Chapter 2 Data sources
Data source: https://www.gunviolencearchive.org/
All members in our group are responsible for collecting data since we hope to collect data on topics that both of us are interested in. Since the legal use of gun is a long existing and controversial problems in the United States, we decide to search for data related to this topic to analyze some negative influence of gun-rights and finally reach out our data source website. This website has comprehensive data including total number of incidents of gun violence categorized by deaths and injuries, ages, reasons of shootings and so on. We will use these data to complete exploratory analysis and data visualization tasks such as comparing the number of gun violence in different categories in a time manner or analyzing how the number of gun violence is alternated by geographical region, which is strongly related to state law and crime rates.
In the data set, there are numerical variables “# Killed” and “# Injured” representing number of people killed or injured in the gun violence incident. There are also categorical variables “Incident Date”, “State”, and “City or County” showing the data and location that the gun violence incidents happened. There are different numbers of records for data in different years. To be more specific, the dataset has 40594 total records in 2014, 49546 total records in 2015, 56280 total records in 2016, 59038 total records in 2017, and 56280 total records in 2018.

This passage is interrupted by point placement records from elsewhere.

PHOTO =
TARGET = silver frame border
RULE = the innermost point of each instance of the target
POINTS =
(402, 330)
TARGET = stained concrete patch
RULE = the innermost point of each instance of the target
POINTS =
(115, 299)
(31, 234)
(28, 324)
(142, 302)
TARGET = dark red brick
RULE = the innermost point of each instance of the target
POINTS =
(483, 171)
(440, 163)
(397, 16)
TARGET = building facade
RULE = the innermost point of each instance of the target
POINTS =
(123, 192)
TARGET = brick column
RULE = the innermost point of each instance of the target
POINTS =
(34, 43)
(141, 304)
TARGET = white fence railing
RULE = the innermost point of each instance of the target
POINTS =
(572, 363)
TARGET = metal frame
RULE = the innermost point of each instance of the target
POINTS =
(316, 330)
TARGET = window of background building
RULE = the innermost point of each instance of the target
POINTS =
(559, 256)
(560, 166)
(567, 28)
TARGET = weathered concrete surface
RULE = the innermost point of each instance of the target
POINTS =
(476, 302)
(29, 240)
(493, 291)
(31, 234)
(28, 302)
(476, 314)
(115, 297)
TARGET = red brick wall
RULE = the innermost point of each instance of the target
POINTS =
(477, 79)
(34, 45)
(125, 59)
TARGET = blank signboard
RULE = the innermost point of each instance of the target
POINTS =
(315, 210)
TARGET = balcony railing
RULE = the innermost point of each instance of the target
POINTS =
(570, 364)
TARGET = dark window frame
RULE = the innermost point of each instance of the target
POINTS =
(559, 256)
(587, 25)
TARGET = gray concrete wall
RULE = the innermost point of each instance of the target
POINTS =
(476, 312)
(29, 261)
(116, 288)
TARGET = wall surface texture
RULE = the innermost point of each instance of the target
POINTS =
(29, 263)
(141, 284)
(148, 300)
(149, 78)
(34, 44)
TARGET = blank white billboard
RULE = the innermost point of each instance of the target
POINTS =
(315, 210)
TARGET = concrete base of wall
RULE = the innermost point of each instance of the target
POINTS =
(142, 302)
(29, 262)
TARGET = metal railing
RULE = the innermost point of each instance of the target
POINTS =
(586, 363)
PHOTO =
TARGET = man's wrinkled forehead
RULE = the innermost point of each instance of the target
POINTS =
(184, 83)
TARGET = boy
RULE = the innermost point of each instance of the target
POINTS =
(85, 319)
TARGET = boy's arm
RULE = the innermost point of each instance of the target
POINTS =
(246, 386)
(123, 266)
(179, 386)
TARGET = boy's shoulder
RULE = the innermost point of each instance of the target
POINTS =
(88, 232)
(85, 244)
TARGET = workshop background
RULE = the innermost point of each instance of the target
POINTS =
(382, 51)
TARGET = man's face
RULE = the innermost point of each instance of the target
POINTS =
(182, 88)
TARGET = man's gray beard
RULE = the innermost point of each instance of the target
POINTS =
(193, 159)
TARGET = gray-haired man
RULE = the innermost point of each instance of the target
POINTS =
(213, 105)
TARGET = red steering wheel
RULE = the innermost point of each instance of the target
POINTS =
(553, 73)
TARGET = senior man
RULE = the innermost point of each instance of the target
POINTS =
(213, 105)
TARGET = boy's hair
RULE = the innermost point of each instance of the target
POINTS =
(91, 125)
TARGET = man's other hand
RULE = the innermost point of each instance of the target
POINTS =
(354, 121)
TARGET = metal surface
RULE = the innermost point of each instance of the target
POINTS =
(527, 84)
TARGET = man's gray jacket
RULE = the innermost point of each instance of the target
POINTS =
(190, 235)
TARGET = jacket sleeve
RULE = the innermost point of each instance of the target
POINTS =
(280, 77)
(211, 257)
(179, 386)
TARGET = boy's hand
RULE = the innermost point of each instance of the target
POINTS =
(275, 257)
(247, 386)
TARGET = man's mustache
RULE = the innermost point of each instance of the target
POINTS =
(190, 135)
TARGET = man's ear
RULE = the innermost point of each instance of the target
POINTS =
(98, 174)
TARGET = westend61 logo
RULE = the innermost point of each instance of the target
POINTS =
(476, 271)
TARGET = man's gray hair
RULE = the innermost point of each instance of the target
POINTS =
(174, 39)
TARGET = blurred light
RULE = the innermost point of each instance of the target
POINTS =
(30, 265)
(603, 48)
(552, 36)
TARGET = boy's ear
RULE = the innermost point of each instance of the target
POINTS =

One problem about the datasets on this website is that records of gun violence incidents with some specific characteristics such as officer involved incidents or whether the incident was a mass shooting or not are separately recorded in different files, which means additional data transformation is needed before data analysis and visualization. Moreover, the data only contain specific records for children(age 0-11) and teens(age 12-17) killed or injured in the gun violence incidents but have no detailed records on other age group such as the elderly. The lack of information on each age group may make our analysis on victims based on age less convenient for us.